Jalisco es la cuna del mariachi, el tequila y el traje de charro, por lo que los jaliscienses proclaman orgullosos a su terruño como el alma de México. Y ese estado ha aportado también varios platillos a la gastronomía mexicana, considerada como una de las mejores del mundo.
Recientemente, las delicias jaliscienses fueron degustadas en el Hotel Luxe de Los Ángeles, en el marco de La magia de Jalisco, un evento de promoción efectuado por la Secretaria de Turismo de la entidad, junto con el Consejo de Promoción Turística de México (CPTM).
El chef mexicano Martín San Román, oriundo de Ciudad de México y con residencia en San Diego, tuvo en sus manos la preparación de los platillos más representativos de Jalisco, ubicado en el área centro-occidental del territorio mexicano.
Las tortas ahogadas, provenientes de Guadalajara, fueron uno de los platillos preparados. Como explicó San Ramón, éstas consisten en un tipo de sandwich (o torta) que se elabora con un pan llamado birote, que se rellena con carne de puerco o carnitas.

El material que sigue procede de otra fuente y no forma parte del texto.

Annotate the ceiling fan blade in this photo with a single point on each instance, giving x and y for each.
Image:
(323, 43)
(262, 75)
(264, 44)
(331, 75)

"Estas tortas se caracterizan por ser sumergidas primero en una salsa roja aguada que se elabora con jitomates y luego en otra salsa picosa hecha con chile de árbol", explicó el experto en alta cocina.

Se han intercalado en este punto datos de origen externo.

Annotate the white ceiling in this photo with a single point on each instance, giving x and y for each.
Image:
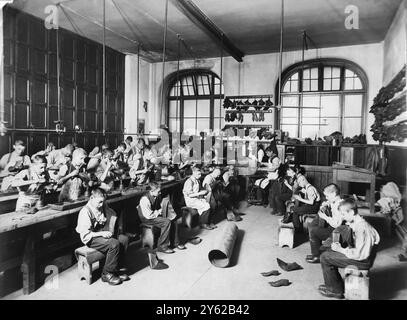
(253, 26)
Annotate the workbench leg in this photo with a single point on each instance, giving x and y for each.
(28, 267)
(372, 192)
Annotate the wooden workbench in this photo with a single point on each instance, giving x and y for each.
(27, 240)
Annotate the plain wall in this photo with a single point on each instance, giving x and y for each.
(130, 97)
(394, 46)
(258, 74)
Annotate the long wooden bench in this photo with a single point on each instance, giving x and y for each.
(26, 240)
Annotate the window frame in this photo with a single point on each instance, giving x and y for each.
(342, 92)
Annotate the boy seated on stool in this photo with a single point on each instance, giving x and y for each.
(306, 204)
(329, 218)
(73, 177)
(31, 185)
(153, 215)
(105, 170)
(96, 227)
(361, 255)
(12, 163)
(195, 198)
(217, 197)
(264, 185)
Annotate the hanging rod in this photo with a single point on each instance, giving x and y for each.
(251, 96)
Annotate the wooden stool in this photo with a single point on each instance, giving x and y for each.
(147, 236)
(190, 217)
(307, 219)
(356, 283)
(286, 234)
(86, 258)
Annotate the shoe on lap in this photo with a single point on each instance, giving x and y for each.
(326, 293)
(181, 247)
(313, 260)
(206, 226)
(111, 279)
(166, 250)
(124, 277)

De acuerdo con el gusto y resistencia que tiene la persona al picante de los chiles, la torta puede pedirse de dos maneras: semiahogada, pasada sólo por la salsa aguada de jitomate, y ahogada, pasada por las dos salsas.
"La torta ahogada se come a cualquier hora del día y es ideal para curar la resaca, ya que el picor del chile de árbol saca del organismo hasta al demonio", comentó con gracia el chef, quien tienen más de dos décadas en la industria culinaria.